応援団
聡のどこが好きなんだろう?笑顔……?結局顔かよ!後藤さんのようなカッコいいとは違うような…………うーん……。
今日の放課後は、応援団みんなで初顔合わせ。みんなヤル気0……。
「みんな、やるなら本気でやろうよ!どうせならカッコ良くやろう!!」
「えー!応援団なんてダセーよ!」
「これを見て見ろ~!めっちゃカッコいいわ!」
私は雅兄に携帯に入れてもらった動画をみんなに見せた。みんなの感想は、人それぞれで…………
「思ったよりカッコいいじゃん。」
「カッコいいか?これが?」
「よくわかんね~!」
田中、これ、まとめられんのか?という顔で田中の方を見た。田中は少し不気味な笑みを浮かべて言った。
「山下、山下はこれ、カッコいいって思うんだろ?」
「うん!すっごくカッコいいと思う!みんなもこんなにカッコ良くできるといいよね!」
「だってよ~!一般的な女子の意見としては、これ、カッコいいんだとよ。」
は!!そうか!!こうゆう事か!田中の策略が読めた気がした。『応援団はダセー、みんなやりたくない』それを、『やれば女子からモテる』に変えるためか!ただ、田中…………私が一般的かどうかは…………いや、一般的です!!一般的な女子です!!

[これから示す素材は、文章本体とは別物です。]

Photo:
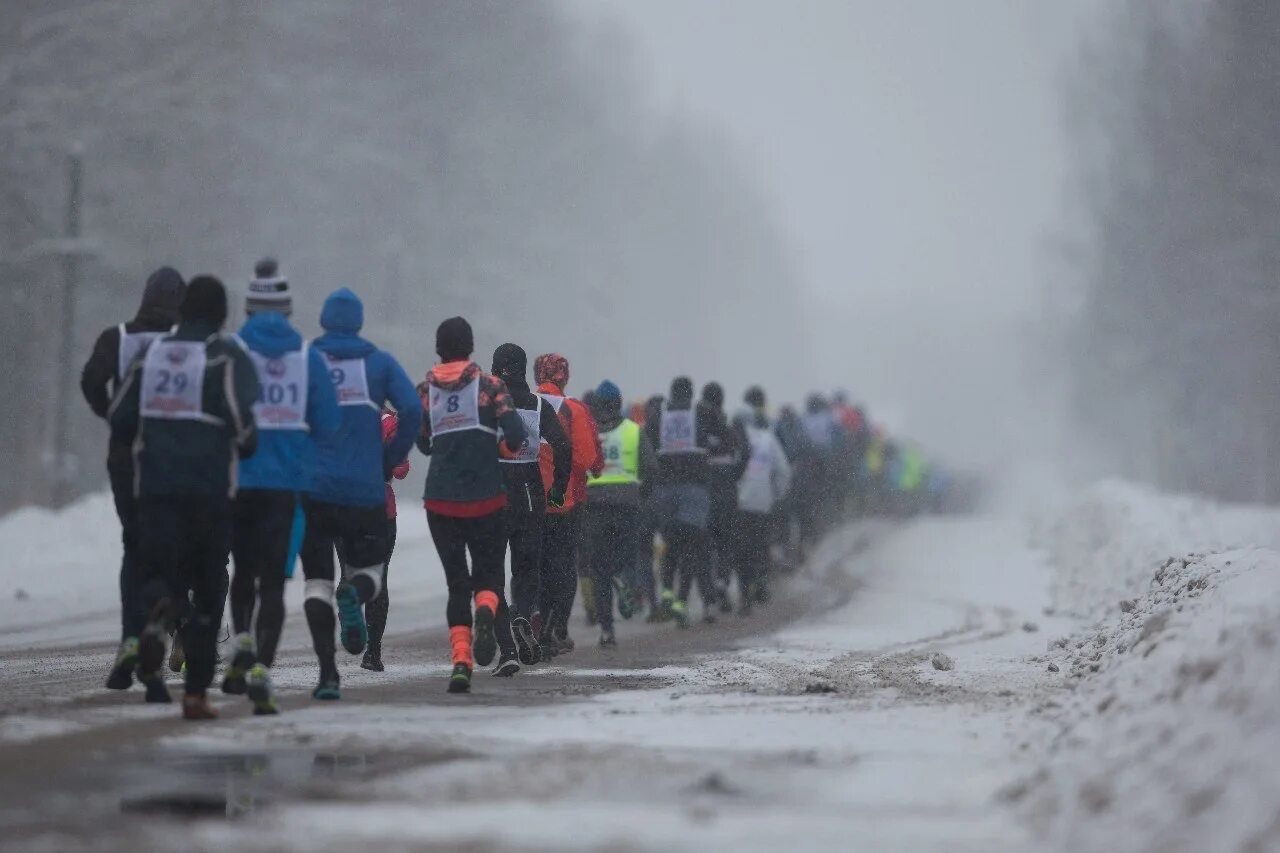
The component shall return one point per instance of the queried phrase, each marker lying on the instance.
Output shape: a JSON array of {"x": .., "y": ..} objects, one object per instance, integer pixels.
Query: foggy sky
[{"x": 917, "y": 158}]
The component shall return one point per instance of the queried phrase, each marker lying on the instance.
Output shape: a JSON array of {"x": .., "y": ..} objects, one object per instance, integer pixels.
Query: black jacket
[
  {"x": 101, "y": 374},
  {"x": 711, "y": 432},
  {"x": 525, "y": 488},
  {"x": 192, "y": 456}
]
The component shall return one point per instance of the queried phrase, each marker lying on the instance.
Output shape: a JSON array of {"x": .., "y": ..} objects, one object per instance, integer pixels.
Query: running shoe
[
  {"x": 351, "y": 616},
  {"x": 460, "y": 680},
  {"x": 126, "y": 661},
  {"x": 485, "y": 646},
  {"x": 528, "y": 648},
  {"x": 257, "y": 685},
  {"x": 242, "y": 661}
]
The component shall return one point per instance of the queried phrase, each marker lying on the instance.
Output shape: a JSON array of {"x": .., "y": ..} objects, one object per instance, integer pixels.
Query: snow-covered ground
[{"x": 1092, "y": 675}]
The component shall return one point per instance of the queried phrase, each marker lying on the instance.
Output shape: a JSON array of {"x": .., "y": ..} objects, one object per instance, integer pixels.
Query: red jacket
[
  {"x": 389, "y": 424},
  {"x": 588, "y": 455}
]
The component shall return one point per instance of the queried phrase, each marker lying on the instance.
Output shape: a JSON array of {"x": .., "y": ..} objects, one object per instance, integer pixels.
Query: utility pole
[{"x": 63, "y": 460}]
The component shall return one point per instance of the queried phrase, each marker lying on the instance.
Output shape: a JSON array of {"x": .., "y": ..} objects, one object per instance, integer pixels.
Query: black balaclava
[
  {"x": 713, "y": 395},
  {"x": 205, "y": 302},
  {"x": 511, "y": 365},
  {"x": 161, "y": 297},
  {"x": 453, "y": 340},
  {"x": 681, "y": 392}
]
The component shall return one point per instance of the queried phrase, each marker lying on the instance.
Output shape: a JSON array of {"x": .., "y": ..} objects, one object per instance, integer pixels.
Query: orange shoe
[{"x": 195, "y": 706}]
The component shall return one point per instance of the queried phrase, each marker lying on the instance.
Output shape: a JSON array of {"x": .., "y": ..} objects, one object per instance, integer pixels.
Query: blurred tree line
[
  {"x": 1175, "y": 114},
  {"x": 464, "y": 156}
]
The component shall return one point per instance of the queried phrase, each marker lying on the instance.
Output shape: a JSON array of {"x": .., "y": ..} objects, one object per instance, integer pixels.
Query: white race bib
[
  {"x": 350, "y": 382},
  {"x": 283, "y": 400},
  {"x": 132, "y": 343},
  {"x": 677, "y": 432},
  {"x": 455, "y": 411},
  {"x": 173, "y": 381},
  {"x": 533, "y": 419}
]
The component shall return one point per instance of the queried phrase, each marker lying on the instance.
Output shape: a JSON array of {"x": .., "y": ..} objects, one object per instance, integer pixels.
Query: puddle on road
[{"x": 236, "y": 785}]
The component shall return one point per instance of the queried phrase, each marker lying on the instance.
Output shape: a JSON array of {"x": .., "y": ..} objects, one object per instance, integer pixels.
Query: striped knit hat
[{"x": 269, "y": 291}]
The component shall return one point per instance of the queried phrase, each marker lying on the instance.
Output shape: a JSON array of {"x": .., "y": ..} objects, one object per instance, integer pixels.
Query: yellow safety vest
[{"x": 621, "y": 447}]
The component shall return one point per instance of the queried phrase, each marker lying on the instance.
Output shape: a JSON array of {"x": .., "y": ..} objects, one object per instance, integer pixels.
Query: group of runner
[{"x": 272, "y": 450}]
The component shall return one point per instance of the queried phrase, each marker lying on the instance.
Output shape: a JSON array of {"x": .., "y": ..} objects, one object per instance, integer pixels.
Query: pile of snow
[
  {"x": 1165, "y": 731},
  {"x": 1105, "y": 541}
]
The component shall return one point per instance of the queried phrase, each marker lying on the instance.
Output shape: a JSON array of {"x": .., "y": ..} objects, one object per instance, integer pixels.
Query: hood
[
  {"x": 510, "y": 364},
  {"x": 269, "y": 333},
  {"x": 343, "y": 313},
  {"x": 342, "y": 318},
  {"x": 452, "y": 375},
  {"x": 161, "y": 297},
  {"x": 552, "y": 368}
]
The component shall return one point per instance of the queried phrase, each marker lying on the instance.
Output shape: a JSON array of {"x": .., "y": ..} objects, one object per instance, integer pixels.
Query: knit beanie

それから私は、本当に名ばかりの応援団長で、体育祭の雑用に追われた。
そんなある日…………奇跡が起こった!!
雅兄の同級生、応援団長の人!
「今日から教育実習生の受け入れが始まります。後藤先生、挨拶をどうぞ。」
「今日からお世話になります。警察官にだけはなるまいと思い、教師を目指しました。後藤啓司です。短い間ですがよろしくお願いします。」
いじられる前に、自己紹介で自分で言ってる……。動画より何だか……怖そうな感じ?後藤先生にアドバイスもらえたら、きっと応援団も絶対良くなるよね!
春の新しい出会いに何だかワクワクした。